Daulaire's deputy at HHS, Holly Wong, previously worked for the drug industry's main lobby group, PhRMA, and as director of public affairs at Schering-Plough Pharmaceuticals. The company was acquired by Merck in 2009.
Before his appointment to HHS, Daulaire ran a nonprofit called the Global Health Council (GHC) for close to a decade. The group was based in White River Junction, Vermont, where Daulaire lived. The organization had an annual budget of close to $7 million, although it didn't actually provide any health services. After Daulaire left, the organization was handed off to Jeff Sturchio, a former Vice President at Merck. Sturchio drove the group into the ground in less than three years. "It was really a lobby group," one observer said, speaking of the GHC. "At the World Health Assembly meetings they would rent huge halls in the Intercontinental with very expensive food and drinks," another recalled.
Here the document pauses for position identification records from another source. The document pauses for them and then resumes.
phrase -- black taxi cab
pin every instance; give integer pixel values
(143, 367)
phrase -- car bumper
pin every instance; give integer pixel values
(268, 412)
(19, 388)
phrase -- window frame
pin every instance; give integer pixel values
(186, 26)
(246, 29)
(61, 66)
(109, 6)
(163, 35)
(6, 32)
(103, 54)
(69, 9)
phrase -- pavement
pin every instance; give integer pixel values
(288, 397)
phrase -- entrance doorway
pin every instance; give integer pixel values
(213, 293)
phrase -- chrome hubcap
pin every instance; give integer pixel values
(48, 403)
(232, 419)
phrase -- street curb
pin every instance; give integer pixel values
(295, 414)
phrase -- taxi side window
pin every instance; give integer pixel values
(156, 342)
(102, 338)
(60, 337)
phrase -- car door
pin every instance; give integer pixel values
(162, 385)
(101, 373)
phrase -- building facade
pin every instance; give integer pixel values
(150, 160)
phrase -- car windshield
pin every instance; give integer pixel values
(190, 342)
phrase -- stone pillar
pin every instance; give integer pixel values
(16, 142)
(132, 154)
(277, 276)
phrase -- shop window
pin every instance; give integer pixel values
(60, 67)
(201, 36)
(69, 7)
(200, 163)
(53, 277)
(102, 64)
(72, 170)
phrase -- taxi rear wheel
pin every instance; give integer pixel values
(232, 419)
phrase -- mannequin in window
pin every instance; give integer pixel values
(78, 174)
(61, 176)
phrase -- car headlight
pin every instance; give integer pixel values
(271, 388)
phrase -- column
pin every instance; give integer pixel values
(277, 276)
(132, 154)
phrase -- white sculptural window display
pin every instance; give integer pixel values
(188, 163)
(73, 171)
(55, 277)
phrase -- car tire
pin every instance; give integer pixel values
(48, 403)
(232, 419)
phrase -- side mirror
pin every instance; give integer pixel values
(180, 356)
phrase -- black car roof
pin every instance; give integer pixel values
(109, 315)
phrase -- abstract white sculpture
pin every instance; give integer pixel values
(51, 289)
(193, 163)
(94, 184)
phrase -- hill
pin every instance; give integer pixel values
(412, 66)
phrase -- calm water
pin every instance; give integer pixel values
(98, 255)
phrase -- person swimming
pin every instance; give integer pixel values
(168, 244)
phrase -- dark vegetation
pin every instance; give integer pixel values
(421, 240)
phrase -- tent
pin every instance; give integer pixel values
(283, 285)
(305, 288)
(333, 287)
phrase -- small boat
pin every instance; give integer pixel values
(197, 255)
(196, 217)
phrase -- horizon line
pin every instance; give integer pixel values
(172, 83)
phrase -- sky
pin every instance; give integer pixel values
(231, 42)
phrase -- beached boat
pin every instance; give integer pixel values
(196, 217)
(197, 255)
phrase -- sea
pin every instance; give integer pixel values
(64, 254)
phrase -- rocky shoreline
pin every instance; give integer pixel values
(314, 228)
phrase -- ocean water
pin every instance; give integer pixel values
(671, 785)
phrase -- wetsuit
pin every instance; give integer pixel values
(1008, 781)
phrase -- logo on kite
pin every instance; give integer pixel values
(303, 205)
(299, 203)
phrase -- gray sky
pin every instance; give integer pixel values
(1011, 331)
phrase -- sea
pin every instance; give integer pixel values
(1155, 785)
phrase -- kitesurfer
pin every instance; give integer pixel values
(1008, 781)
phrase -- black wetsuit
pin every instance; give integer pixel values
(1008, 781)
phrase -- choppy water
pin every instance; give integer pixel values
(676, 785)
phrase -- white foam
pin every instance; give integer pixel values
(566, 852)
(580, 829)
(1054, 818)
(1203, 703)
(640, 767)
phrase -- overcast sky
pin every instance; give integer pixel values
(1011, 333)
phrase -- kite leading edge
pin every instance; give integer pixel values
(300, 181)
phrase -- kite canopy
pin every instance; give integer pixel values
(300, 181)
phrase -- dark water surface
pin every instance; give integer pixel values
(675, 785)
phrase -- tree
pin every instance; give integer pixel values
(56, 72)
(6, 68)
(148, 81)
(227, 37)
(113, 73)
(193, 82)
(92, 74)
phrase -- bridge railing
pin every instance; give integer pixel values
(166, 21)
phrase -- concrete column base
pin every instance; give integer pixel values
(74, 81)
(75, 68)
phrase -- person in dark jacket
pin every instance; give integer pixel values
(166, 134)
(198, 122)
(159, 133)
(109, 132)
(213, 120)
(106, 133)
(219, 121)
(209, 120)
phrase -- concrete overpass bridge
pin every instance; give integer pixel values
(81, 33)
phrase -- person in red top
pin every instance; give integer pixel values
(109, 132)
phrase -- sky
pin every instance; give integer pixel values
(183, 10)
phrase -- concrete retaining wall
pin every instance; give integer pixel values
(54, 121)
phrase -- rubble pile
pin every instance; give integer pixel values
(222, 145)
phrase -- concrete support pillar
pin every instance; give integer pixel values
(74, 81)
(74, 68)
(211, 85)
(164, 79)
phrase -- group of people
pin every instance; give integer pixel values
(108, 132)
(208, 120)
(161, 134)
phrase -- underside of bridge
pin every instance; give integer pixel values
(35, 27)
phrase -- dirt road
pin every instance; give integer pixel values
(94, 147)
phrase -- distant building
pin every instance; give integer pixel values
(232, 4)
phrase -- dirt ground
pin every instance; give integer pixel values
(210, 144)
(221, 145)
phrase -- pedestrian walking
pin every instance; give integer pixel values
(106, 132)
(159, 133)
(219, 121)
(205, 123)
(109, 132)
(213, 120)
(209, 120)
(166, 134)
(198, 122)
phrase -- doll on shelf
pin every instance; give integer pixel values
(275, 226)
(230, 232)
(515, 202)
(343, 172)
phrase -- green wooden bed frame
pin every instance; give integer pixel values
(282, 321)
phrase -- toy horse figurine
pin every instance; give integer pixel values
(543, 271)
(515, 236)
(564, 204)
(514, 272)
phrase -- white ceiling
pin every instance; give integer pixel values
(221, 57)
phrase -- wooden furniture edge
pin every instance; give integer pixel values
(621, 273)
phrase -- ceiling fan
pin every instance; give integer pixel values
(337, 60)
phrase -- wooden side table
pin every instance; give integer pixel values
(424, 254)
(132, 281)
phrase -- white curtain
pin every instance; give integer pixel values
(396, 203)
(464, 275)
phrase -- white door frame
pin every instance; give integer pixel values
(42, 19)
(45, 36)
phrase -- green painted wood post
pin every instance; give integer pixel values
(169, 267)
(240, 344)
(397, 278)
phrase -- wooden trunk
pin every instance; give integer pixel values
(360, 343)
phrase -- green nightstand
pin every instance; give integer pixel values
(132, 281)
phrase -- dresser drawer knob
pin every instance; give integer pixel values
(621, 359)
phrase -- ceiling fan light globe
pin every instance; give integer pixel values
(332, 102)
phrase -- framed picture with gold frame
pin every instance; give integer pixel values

The GHC's main function appears to have been providing briefings for incoming members of Congress and new presidential administrations. "I don't think anyone has filled that role," Jonathan Quick, who is trying to revive the GHC, told me. Quick spent eight years working at the WHO as the Director of Essential Drugs and Medicines Policy.
Quick and several others in the global health space pushed back against questions about GHC's lobbying, arguing that the organization served as a kind of hub for advocates of greater U.S. involvement in global health. I asked Quick about his thoughts on the U.S. opposition to the R&D treaty, and whether he, having worked at the WHO, had misgivings about U.S. negotiators having such strong ties to the pharmaceutical industry.
"The U.S. is interesting, having seen it from the WHO side," Quick said. "Most countries when they come to the World Health Assembly lead with their health policies. And they bring to the WHA the values and policies they have at home. There are a few countries where that's difficult, because there are such strong commercial interests that there's a tension. That's always been a very difficult challenge for people representing the U.S. in the international health sphere."